Degradation Of Habitat: Breeding And Wintering
Drainage of wetlands and agricultural alterations of prairie landscapes in s. Canada and n.-central U.S. are continuing problems. Upland habitat changes in the PPR of Alberta, Saskatchewan, Manitoba, North Dakota and South Dakota – the primary breeding ground for pintails (Bellrose 1980, Miller and Duncan 1999) - generally have been considered responsible for the weakened relationship between wetland numbers counts and pintail numbers (Bethke and Nudds 1995, Miller 1996, Miller and Duncan 1999). Specifically, loss and fragmentation of suitable breeding habitat due to changes in agriculture on the prairies (Trauger and Stoudt 1978, Bethke and Nudds 1995, Miller 1996) and an associated reduction in nest success (Greenwood et al. 1995, Beauchamp et al. 1996) often are hypothesized as reasons for suppressed pintail numbers in recent decades. There is also evidence that changes in cropping practices on the Canadian prairies, specifically the conversion of summer fallow to annual cropping, has substantially degraded the capacity of the prairie and parkland landscapes for pintail reproduction (Podruzny et al. 2002). Alaska nesting habitats are largely intact, but oil contamination may be a potential problem. Migratory habitat in Illinois River Valley has been drastically altered (Bellrose et al. 1979). In California, ducks on winter wetlands compete against agricultural and urban interests for limited water and space as human population grows (MRM). Winter habitats associated with agricultural regions in Sacramento and San Joaquin Valleys and in San Francisco Bay region have potential for chemical contamination (Ohlendorf and Miller 1984). Conditions on wintering areas in Mexico are stable on coastal marshes, but foraging areas are subject to varying extent of rice acreage annually (Migoya and Baldassarre 1993).
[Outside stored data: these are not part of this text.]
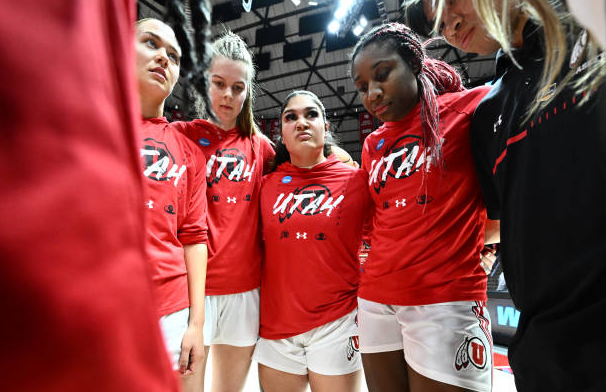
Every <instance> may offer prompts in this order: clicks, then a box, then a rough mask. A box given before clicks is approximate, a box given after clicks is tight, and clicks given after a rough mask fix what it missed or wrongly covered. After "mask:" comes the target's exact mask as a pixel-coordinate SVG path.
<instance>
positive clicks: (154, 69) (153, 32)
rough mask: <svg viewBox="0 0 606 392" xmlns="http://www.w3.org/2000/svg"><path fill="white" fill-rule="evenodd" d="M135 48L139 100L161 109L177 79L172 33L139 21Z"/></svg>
mask: <svg viewBox="0 0 606 392" xmlns="http://www.w3.org/2000/svg"><path fill="white" fill-rule="evenodd" d="M135 47H136V65H137V83H138V88H139V97H140V100H141V102H142V104H145V103H153V104H154V105H161V106H163V104H164V100H165V99H166V98H167V97H168V96H169V95H170V93H171V92H172V91H173V88H174V87H175V84H176V83H177V80H178V79H179V62H180V59H181V48H180V47H179V43H178V42H177V38H176V37H175V33H174V32H173V30H172V29H171V28H170V27H169V26H168V25H166V24H165V23H163V22H161V21H159V20H157V19H152V18H148V19H142V20H140V21H138V22H137V25H136V44H135ZM142 106H146V105H142ZM160 113H161V110H160Z"/></svg>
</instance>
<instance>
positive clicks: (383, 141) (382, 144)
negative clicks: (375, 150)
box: [377, 139, 385, 150]
mask: <svg viewBox="0 0 606 392" xmlns="http://www.w3.org/2000/svg"><path fill="white" fill-rule="evenodd" d="M383 144H385V139H381V140H379V143H377V150H380V149H381V148H383Z"/></svg>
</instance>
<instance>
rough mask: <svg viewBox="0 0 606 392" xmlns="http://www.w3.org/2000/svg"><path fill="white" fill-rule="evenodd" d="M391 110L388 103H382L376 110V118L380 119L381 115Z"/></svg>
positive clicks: (380, 104)
mask: <svg viewBox="0 0 606 392" xmlns="http://www.w3.org/2000/svg"><path fill="white" fill-rule="evenodd" d="M388 108H389V104H388V103H382V104H380V105H378V106H376V107H375V108H374V112H375V117H379V116H380V115H381V114H383V113H385V111H386V110H387V109H388Z"/></svg>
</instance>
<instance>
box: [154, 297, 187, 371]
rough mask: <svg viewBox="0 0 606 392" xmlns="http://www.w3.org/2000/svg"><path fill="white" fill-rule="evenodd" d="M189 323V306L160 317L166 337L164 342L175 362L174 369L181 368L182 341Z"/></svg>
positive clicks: (178, 368) (170, 357) (164, 335)
mask: <svg viewBox="0 0 606 392" xmlns="http://www.w3.org/2000/svg"><path fill="white" fill-rule="evenodd" d="M188 325H189V308H185V309H181V310H179V311H177V312H175V313H171V314H167V315H166V316H162V317H160V329H161V330H162V336H163V337H164V344H165V345H166V350H167V351H168V356H169V357H170V360H171V362H172V364H173V369H174V370H177V369H179V357H180V356H181V342H182V341H183V335H185V331H187V327H188Z"/></svg>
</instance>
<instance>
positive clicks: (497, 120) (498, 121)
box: [492, 114, 503, 133]
mask: <svg viewBox="0 0 606 392" xmlns="http://www.w3.org/2000/svg"><path fill="white" fill-rule="evenodd" d="M502 123H503V115H502V114H499V119H498V120H497V122H496V123H494V126H493V127H492V129H493V131H494V133H497V127H498V126H499V125H501V124H502Z"/></svg>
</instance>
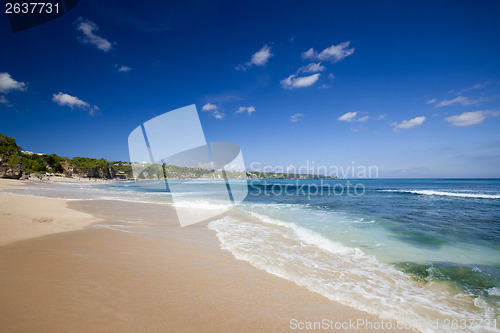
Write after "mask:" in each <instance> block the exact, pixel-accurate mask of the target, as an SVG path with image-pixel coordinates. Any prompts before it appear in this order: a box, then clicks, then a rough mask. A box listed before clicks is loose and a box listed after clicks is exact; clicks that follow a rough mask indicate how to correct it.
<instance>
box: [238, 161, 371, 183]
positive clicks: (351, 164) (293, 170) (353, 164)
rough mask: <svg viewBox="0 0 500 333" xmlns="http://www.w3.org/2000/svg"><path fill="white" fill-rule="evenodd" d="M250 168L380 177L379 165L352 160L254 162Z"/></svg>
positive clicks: (327, 174)
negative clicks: (279, 162)
mask: <svg viewBox="0 0 500 333" xmlns="http://www.w3.org/2000/svg"><path fill="white" fill-rule="evenodd" d="M248 170H253V171H258V172H261V173H280V174H289V175H290V174H295V175H310V176H313V177H316V178H321V177H330V178H339V179H363V178H378V174H379V172H378V166H376V165H370V166H366V165H357V164H356V163H355V162H354V161H352V162H351V163H350V164H348V165H329V166H327V165H316V163H315V162H314V161H306V163H305V164H304V165H300V166H295V165H293V164H291V165H289V166H286V167H284V166H281V165H279V166H272V165H265V166H263V165H262V164H261V163H260V162H252V163H251V164H250V165H249V167H248V168H247V171H248Z"/></svg>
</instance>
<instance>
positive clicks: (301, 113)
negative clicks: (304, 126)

Disturbance At Nest And Roost Sites
No data for nest sites. At Sacramento National Wildlife Refuge, CA, during fall and winter, human disturbances (vehicles, adjacent hunting, refuge-staff activities, etc.) accounted for ≤68% of disturbances to roosting Northern Pintails, and avian/mammalian predators accounted for the remainder (Wolder 1993).
In a study done in s. Alberta and s. Saskatchewan, approximately 25% of non-abandonment nest failures in spring-seeded cropland were the result of spring tillage operations, with the balance due to depredation (J. Devries, pers.com, Ducks Unlimited Canada), a result similar to previous estimates (17% Greenwood et al. 1995; 20 – 33% Richkus 2002; 18% Devries et al. 2008). Similar results have been found for pintails nesting in hayland, where 16% of non-abandonment pintail nest failures were the result of haying operations (J. Devries, pers.com, Ducks Unlimited Canada). Nests in croplands are particularly susceptible to loss from farming activities; 17% of unsuccessful nests (n = 782) were lost to farming activities in Alberta, 1982–1985 (Greenwood et al. 1995a). Radio-tagging has potential to affect behavior, nesting, and mortality (Guyn and Clark 1999).